Win32/Upatre.BI - Part OneUnpacking
By Johannes Bader (@viql)
June 10, 2015
This is the first part of the four part series on "Win32/Upatre.BI". Check out the other parts here:
Win32/Upatre.BI is a recent member of the Upatre downloader family. The malware is usually spread by email attachments. It can steal user information and download a variety of other malicious software such as Zeus, Rovnix, Dyzap or Cutwail. In this multi-part blog post I analyze the inner workings of Upatre.BI by reversing the following sample:
The sample is well detected by all popular antivirus scanners:
This first part of the series focuses on the initial step in reversing the malware: unpacking.

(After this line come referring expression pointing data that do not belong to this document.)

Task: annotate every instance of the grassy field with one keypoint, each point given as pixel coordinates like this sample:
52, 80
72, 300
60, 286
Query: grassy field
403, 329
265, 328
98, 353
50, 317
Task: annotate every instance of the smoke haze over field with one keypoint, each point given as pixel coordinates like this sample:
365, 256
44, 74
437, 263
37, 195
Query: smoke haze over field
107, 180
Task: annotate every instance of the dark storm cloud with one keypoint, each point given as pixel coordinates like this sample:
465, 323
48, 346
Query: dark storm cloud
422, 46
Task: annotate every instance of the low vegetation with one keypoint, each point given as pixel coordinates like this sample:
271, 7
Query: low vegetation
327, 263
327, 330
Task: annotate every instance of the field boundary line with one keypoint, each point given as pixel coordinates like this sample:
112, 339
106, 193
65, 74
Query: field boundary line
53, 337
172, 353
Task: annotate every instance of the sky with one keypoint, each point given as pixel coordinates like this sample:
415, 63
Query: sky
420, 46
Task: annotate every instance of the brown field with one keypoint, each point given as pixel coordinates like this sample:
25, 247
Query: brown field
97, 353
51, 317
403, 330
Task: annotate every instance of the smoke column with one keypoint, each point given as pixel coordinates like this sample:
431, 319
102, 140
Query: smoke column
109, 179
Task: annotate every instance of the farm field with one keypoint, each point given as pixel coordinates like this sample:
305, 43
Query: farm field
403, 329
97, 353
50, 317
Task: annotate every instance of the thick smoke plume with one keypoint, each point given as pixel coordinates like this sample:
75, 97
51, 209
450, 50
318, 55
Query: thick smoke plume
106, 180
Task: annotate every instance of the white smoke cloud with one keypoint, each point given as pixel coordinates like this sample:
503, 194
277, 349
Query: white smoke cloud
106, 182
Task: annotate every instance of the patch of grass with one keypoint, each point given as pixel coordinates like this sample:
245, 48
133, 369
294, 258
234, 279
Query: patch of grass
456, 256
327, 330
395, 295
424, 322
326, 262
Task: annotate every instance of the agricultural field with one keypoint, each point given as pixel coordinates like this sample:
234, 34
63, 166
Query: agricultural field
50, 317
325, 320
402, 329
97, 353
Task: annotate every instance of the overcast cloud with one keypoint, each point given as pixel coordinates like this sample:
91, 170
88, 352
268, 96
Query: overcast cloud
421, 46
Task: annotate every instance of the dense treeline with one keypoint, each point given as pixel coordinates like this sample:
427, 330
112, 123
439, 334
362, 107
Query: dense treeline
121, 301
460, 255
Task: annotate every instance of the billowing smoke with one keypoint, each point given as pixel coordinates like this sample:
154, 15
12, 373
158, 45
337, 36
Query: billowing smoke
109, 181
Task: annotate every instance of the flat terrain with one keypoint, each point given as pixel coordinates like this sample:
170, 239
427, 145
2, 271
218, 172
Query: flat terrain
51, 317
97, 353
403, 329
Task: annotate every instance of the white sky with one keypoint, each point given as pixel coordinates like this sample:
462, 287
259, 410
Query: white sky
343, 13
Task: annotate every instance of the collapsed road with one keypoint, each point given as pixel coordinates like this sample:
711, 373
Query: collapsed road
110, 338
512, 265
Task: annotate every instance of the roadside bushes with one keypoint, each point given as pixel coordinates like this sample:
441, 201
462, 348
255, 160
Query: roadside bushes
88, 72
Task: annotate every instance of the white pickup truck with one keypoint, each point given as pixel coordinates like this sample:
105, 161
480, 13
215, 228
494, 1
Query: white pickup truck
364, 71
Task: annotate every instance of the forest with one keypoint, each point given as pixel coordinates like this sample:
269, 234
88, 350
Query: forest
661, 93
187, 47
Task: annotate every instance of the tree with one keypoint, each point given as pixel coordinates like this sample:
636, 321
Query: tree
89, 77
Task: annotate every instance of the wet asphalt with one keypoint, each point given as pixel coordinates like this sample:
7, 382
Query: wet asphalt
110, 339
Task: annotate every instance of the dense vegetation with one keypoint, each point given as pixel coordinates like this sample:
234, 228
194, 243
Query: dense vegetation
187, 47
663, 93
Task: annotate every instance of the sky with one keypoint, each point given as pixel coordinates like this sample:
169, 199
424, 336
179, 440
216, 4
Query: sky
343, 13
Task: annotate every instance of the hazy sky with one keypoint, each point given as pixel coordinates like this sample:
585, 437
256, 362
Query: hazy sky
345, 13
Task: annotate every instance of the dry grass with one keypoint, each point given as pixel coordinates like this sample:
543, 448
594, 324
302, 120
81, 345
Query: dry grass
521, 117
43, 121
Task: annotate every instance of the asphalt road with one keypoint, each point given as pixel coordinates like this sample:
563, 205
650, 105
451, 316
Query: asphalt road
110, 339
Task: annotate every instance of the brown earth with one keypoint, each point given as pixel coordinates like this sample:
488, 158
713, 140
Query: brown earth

The Upatre sample is not technically packed — in fact the unpacked payload is about a quarter the size — but it is protected by two decryption stages. The first stage uses a simple XOR and ROL encryption, while the second stage uses a variant of RC4. The following illustration gives an overview of the two unpacking stages.
- The first unpacking stub modifies part of the memory with ROL and XOR.
- At the end of the first stage, the tail jump enters the unpacked memory.
- The second stage copies the unpacking stub code region to a newly allocated page.
- A call is made to the copied region.
- Most of the loaded executable, including the PE header, is zeroed out.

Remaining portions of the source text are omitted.